Win/Loss Ratio
Definition
The win/loss ratio is the average winning trade size divided by the average losing trade size. A ratio of 2.0 means winners are on average twice the size of losers. Combined with win rate, it determines whether a strategy is profitable: expectancy = (winRate × avgWin) − (lossRate × avgLoss).
Formula
WLR = \frac{\overline{\text{Win}}}{|\overline{\text{Loss}}|}WLR = average winning trade / |average losing trade|
In-depth: Win/Loss Ratio
The win/loss ratio is a single-number summary of a strategy's reward profile. It answers: when this strategy is right, how large are the wins relative to losses?
Formal definition: WLR = (sum of profits from winning trades ÷ number of winning trades) ÷ (sum of losses from losing trades ÷ number of losing trades), with both values as absolute amounts.

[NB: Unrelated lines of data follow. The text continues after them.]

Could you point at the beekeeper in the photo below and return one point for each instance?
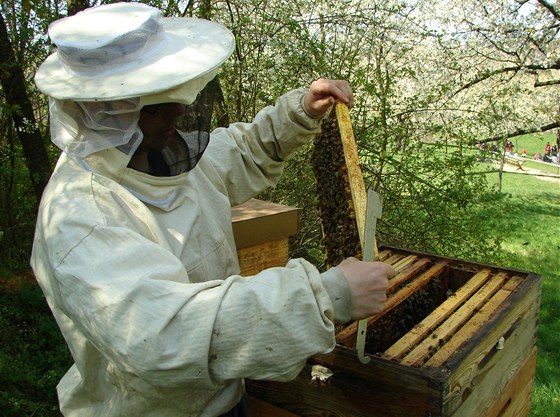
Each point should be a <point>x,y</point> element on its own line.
<point>134,247</point>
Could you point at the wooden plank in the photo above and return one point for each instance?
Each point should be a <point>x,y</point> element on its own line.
<point>378,388</point>
<point>479,371</point>
<point>405,263</point>
<point>393,259</point>
<point>434,343</point>
<point>475,323</point>
<point>515,400</point>
<point>441,313</point>
<point>407,274</point>
<point>384,254</point>
<point>254,259</point>
<point>345,336</point>
<point>355,176</point>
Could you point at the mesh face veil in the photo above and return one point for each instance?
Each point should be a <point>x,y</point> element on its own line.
<point>83,128</point>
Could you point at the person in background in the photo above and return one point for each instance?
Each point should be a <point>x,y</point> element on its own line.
<point>134,247</point>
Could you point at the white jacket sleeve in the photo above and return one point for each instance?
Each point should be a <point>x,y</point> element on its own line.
<point>249,156</point>
<point>169,333</point>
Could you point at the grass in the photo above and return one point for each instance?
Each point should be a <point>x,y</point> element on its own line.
<point>33,356</point>
<point>531,242</point>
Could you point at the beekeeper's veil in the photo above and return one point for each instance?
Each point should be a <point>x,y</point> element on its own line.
<point>114,59</point>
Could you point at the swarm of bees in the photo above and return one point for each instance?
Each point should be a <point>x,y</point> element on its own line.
<point>399,321</point>
<point>338,219</point>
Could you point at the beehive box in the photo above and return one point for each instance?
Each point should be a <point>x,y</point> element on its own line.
<point>456,338</point>
<point>262,230</point>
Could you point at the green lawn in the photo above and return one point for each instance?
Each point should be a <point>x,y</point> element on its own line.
<point>531,235</point>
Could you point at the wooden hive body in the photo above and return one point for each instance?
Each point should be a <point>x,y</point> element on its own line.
<point>472,355</point>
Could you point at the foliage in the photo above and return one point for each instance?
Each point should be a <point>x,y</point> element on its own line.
<point>33,354</point>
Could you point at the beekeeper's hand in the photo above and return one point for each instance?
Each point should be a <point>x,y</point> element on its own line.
<point>368,282</point>
<point>323,93</point>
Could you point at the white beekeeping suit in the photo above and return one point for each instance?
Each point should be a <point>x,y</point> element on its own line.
<point>141,271</point>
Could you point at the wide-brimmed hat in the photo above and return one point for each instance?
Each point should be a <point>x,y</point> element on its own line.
<point>125,50</point>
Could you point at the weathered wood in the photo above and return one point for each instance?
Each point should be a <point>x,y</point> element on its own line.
<point>407,274</point>
<point>444,331</point>
<point>383,255</point>
<point>404,263</point>
<point>480,371</point>
<point>345,336</point>
<point>379,388</point>
<point>472,377</point>
<point>481,317</point>
<point>515,399</point>
<point>254,259</point>
<point>448,307</point>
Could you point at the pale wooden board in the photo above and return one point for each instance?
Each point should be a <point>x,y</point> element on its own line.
<point>258,408</point>
<point>355,176</point>
<point>255,259</point>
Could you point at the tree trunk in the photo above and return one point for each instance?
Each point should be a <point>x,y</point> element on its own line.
<point>13,83</point>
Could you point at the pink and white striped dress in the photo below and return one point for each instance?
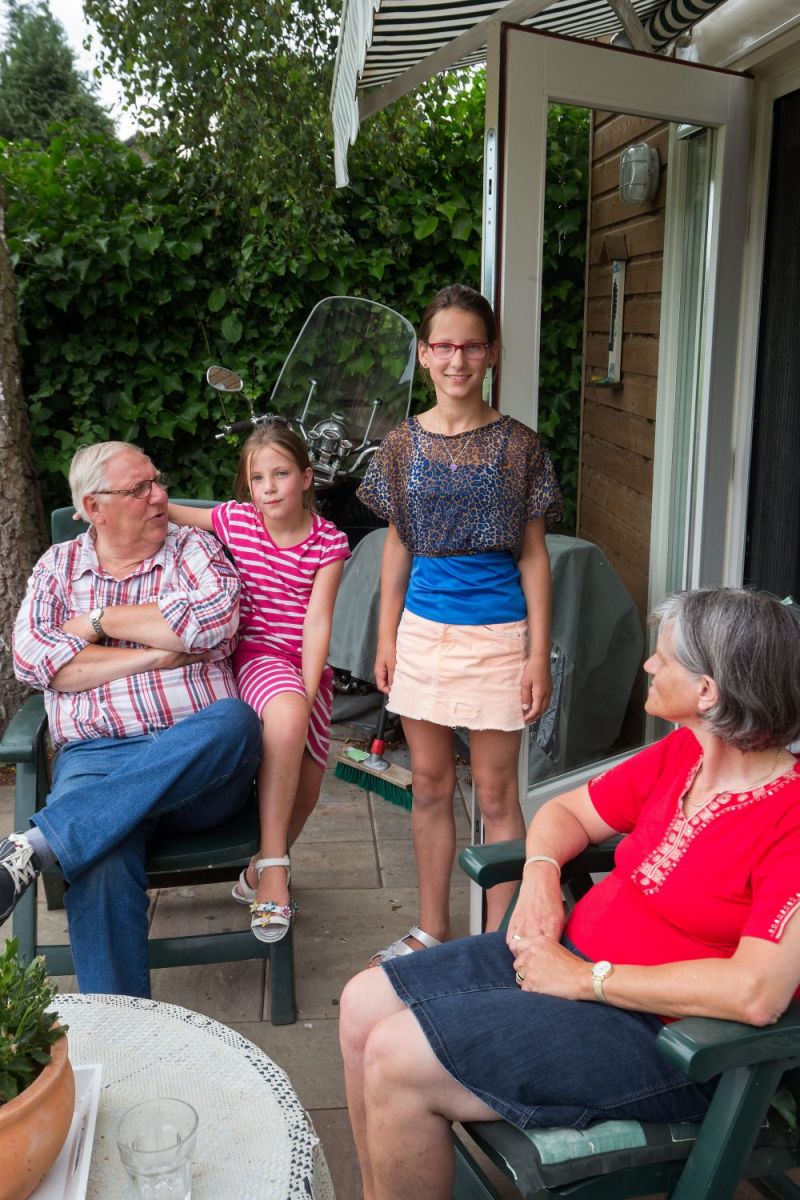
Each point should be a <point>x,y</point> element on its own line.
<point>276,589</point>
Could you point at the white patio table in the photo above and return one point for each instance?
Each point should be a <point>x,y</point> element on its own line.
<point>254,1141</point>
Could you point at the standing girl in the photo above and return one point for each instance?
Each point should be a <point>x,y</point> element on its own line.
<point>464,628</point>
<point>290,563</point>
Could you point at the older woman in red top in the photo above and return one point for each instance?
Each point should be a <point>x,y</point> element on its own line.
<point>554,1021</point>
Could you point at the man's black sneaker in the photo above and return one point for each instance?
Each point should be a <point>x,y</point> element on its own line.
<point>18,869</point>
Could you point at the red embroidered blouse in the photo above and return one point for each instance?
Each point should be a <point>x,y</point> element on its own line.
<point>689,888</point>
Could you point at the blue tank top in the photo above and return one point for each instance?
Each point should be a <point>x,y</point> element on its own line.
<point>467,589</point>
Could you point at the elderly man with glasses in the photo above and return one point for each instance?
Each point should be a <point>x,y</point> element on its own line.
<point>127,630</point>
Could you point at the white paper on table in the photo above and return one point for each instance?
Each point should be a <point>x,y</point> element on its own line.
<point>68,1176</point>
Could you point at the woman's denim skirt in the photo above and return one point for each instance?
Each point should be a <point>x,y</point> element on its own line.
<point>537,1060</point>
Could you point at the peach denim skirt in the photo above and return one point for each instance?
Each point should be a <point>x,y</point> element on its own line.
<point>463,676</point>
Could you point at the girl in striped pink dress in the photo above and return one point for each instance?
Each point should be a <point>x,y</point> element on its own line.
<point>290,563</point>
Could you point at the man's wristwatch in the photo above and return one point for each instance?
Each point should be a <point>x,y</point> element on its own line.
<point>95,618</point>
<point>601,971</point>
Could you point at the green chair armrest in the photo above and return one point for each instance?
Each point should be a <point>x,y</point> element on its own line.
<point>703,1047</point>
<point>497,863</point>
<point>24,732</point>
<point>501,862</point>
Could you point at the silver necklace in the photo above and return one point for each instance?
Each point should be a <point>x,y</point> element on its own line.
<point>753,784</point>
<point>453,462</point>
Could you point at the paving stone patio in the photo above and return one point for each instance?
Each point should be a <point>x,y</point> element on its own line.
<point>353,876</point>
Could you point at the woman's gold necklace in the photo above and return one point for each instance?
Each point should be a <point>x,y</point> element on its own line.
<point>753,784</point>
<point>453,462</point>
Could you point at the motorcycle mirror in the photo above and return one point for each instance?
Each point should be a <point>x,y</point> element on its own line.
<point>223,379</point>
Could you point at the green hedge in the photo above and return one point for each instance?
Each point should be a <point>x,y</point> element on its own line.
<point>132,280</point>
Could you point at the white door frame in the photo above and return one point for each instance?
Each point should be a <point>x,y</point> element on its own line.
<point>527,72</point>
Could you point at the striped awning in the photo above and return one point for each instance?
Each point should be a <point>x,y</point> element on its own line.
<point>380,41</point>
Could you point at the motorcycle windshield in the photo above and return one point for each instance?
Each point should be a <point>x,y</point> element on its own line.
<point>354,359</point>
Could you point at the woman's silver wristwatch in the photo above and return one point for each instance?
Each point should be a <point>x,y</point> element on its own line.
<point>601,971</point>
<point>95,618</point>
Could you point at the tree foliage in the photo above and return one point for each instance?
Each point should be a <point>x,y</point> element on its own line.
<point>136,275</point>
<point>38,81</point>
<point>244,84</point>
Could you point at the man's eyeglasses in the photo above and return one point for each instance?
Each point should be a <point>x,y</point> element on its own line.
<point>474,351</point>
<point>139,491</point>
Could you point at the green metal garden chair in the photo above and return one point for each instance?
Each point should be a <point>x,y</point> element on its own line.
<point>750,1131</point>
<point>174,859</point>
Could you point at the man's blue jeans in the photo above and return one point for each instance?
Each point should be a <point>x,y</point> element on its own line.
<point>108,797</point>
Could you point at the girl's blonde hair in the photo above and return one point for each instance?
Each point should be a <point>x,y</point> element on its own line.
<point>280,435</point>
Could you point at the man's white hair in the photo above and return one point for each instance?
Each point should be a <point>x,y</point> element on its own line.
<point>88,471</point>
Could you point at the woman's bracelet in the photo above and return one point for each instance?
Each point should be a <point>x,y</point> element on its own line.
<point>543,858</point>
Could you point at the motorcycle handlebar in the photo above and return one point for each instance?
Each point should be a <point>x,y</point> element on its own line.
<point>250,424</point>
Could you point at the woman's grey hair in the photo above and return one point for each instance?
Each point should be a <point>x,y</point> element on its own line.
<point>749,643</point>
<point>88,471</point>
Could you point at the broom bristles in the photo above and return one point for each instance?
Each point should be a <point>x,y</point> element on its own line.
<point>364,778</point>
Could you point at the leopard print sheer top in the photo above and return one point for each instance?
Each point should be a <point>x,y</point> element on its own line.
<point>468,493</point>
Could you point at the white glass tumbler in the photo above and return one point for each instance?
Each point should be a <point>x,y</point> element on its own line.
<point>156,1139</point>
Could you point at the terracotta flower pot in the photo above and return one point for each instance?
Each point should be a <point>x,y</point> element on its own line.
<point>35,1125</point>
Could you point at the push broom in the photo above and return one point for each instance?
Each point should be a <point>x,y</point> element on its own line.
<point>374,773</point>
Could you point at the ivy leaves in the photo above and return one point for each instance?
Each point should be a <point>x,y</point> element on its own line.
<point>136,275</point>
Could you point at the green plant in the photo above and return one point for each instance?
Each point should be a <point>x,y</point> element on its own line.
<point>133,276</point>
<point>28,1027</point>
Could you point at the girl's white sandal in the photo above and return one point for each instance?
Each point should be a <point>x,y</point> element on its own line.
<point>270,922</point>
<point>401,947</point>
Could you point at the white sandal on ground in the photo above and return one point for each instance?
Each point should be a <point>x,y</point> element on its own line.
<point>401,946</point>
<point>270,922</point>
<point>241,891</point>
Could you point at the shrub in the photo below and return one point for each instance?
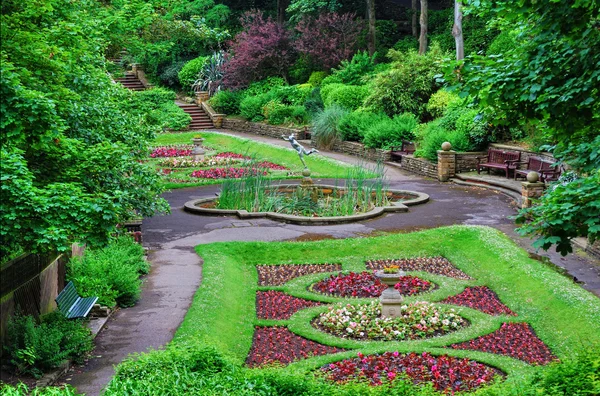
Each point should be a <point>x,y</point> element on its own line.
<point>439,101</point>
<point>316,78</point>
<point>189,72</point>
<point>407,85</point>
<point>34,348</point>
<point>111,273</point>
<point>351,72</point>
<point>350,97</point>
<point>387,133</point>
<point>226,102</point>
<point>325,126</point>
<point>353,125</point>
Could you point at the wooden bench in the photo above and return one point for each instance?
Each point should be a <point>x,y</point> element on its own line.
<point>536,164</point>
<point>406,149</point>
<point>499,159</point>
<point>72,305</point>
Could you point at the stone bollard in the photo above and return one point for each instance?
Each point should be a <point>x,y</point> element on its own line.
<point>531,189</point>
<point>446,162</point>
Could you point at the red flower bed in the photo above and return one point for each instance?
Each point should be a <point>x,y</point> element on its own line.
<point>447,373</point>
<point>517,340</point>
<point>435,265</point>
<point>365,284</point>
<point>279,345</point>
<point>170,152</point>
<point>223,173</point>
<point>276,275</point>
<point>273,304</point>
<point>481,298</point>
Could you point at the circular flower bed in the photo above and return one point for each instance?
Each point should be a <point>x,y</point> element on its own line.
<point>447,373</point>
<point>366,285</point>
<point>364,321</point>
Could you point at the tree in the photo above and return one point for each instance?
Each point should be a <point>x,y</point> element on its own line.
<point>423,22</point>
<point>457,30</point>
<point>552,77</point>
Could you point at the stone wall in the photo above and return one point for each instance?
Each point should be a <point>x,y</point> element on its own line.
<point>257,128</point>
<point>419,166</point>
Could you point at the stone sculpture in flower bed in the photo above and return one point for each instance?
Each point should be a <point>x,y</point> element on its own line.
<point>517,340</point>
<point>366,285</point>
<point>277,275</point>
<point>447,373</point>
<point>481,298</point>
<point>277,344</point>
<point>272,304</point>
<point>435,265</point>
<point>364,321</point>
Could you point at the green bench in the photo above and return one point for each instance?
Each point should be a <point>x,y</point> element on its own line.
<point>72,305</point>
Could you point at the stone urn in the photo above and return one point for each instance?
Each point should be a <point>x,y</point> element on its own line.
<point>391,299</point>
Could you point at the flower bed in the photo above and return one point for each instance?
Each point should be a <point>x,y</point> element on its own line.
<point>481,298</point>
<point>276,275</point>
<point>435,265</point>
<point>171,151</point>
<point>366,285</point>
<point>447,373</point>
<point>517,340</point>
<point>364,321</point>
<point>277,305</point>
<point>279,345</point>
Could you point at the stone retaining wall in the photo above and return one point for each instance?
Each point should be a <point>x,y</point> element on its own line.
<point>258,128</point>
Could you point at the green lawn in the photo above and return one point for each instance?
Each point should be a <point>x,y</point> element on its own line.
<point>222,316</point>
<point>321,167</point>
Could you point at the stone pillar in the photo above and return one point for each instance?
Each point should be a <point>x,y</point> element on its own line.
<point>446,162</point>
<point>531,189</point>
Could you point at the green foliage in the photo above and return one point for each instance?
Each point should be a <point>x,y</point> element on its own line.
<point>325,125</point>
<point>189,72</point>
<point>353,125</point>
<point>350,97</point>
<point>352,72</point>
<point>407,85</point>
<point>388,133</point>
<point>226,102</point>
<point>35,348</point>
<point>111,273</point>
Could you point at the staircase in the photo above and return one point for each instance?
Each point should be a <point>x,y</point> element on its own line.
<point>132,82</point>
<point>200,120</point>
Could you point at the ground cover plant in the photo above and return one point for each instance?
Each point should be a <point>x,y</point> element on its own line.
<point>172,158</point>
<point>565,318</point>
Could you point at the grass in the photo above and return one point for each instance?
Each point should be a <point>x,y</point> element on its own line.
<point>320,167</point>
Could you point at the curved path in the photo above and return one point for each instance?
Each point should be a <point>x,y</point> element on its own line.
<point>176,269</point>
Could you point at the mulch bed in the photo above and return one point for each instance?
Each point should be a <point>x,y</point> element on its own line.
<point>482,299</point>
<point>278,345</point>
<point>276,275</point>
<point>277,305</point>
<point>517,340</point>
<point>435,265</point>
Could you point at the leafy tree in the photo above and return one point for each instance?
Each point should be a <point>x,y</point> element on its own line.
<point>550,77</point>
<point>328,39</point>
<point>71,143</point>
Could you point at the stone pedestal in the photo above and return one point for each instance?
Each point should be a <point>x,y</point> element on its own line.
<point>531,191</point>
<point>446,163</point>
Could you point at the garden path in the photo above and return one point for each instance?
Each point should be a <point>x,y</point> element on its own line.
<point>176,270</point>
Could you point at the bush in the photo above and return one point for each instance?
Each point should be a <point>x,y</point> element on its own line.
<point>189,72</point>
<point>325,126</point>
<point>34,348</point>
<point>111,273</point>
<point>388,133</point>
<point>352,72</point>
<point>407,85</point>
<point>226,102</point>
<point>353,125</point>
<point>350,97</point>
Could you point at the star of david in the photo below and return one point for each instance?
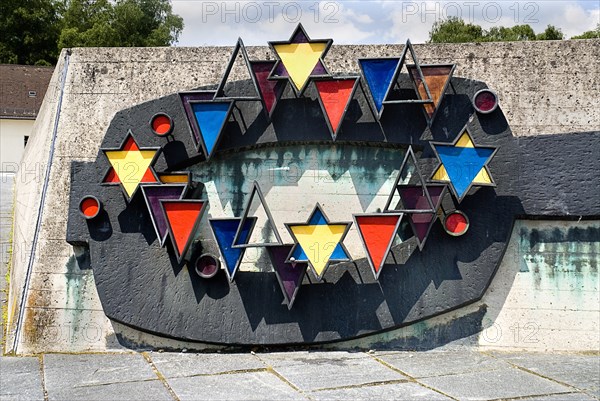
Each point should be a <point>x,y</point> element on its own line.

Typical bands by strategy class: - Scalpers: 0.5-1.5 (small wins, sometimes larger losses; compensated by high win rate) - Mean-reversion: 0.8-1.5 (similar profile to scalping) - Trend-following: 1.5-4.0 (smaller-frequency wins, often larger than losses) - Breakout: 1.2-2.5 (wide stops outside the range mean larger losses; winners depend on continuation strength) - Grid (high-risk): often looks like 5-10+ on the surface because grid recovery converts small unrealised losses into small recovery profits, but the rare 'failure' loss is catastrophic — distorting the ratio
Combined with win rate: a strategy with 50% win rate and 2.0 win/loss ratio is profitable; a strategy with 30% win rate needs 2.5+ win/loss ratio to be profitable; a strategy with 70% win rate can be profitable at 0.5 win/loss ratio.
The expectancy formula formalises this: E = (P_win × avgWin) − (P_loss × avgLoss). Win/loss ratio is just the ratio of avgWin to avgLoss; combined with win rate, it determines expectancy directly.
Common error: comparing win/loss ratios across strategy classes without context. A 0.8 win/loss for a scalper might be excellent (if win rate is 70%); the same 0.8 for a trend-follower indicates a broken strategy (would need win rate > 55% to be profitable, but trend-following inherently has lower win rate).